Gunfire no longer echoes across once-popular shooting sites in Redington Pass, and the U.S. Forest Service plans to resume environmental cleanup work Monday to analyze and remove soil contaminated by shooting debris.
The sites, between mile markers 5 and 7 on the Redington Road east of Tucson, will remain off limits to shooting until a temporary closure order is rescinded.
Cleanup of the sites — where lead concentrations in the soil far exceed levels considered to be safe — was interrupted by the partial government shutdown in October.
It’s important to resume the work because a health and ecological risk assessment “determined lead concentrations in the soil posed an unacceptable risk to the recreational user,” said Heidi Schewel, spokeswoman for the U.S. Forest Service.
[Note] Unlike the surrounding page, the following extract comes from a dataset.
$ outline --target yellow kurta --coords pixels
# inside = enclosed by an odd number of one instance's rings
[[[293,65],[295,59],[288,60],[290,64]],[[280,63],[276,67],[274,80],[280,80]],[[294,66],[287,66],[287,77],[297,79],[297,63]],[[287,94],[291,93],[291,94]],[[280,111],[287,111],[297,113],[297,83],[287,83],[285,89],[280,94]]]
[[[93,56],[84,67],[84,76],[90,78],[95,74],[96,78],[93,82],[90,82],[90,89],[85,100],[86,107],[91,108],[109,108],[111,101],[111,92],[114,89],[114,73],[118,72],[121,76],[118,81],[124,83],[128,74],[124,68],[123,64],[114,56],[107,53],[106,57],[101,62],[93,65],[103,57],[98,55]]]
The agency manages the area.
Initial cleanup efforts in the spring removed 75 cubic yards — three large dump truck loads — of debris including spent bullets and shell casings as well as appliances, beer kegs and other items used as targets at the unsupervised shooting sites.
It wasn’t immediately known how long it will take to complete the cleanup work.
Schewel said the soil containing excessive lead concentrations will be hauled away and disposed of at a licensed waste management facility.
Schewel said a management plan being developed for Redington Pass will take into consideration multiple uses of the area, including hiking, mountain biking, hunting, grazing, wildlife watching, off-highway vehicle use, recreational shooting, camping, picnicking and nature study.
Meanwhile, the Forest Service is considering a proposal for a managed shooting range in the pass.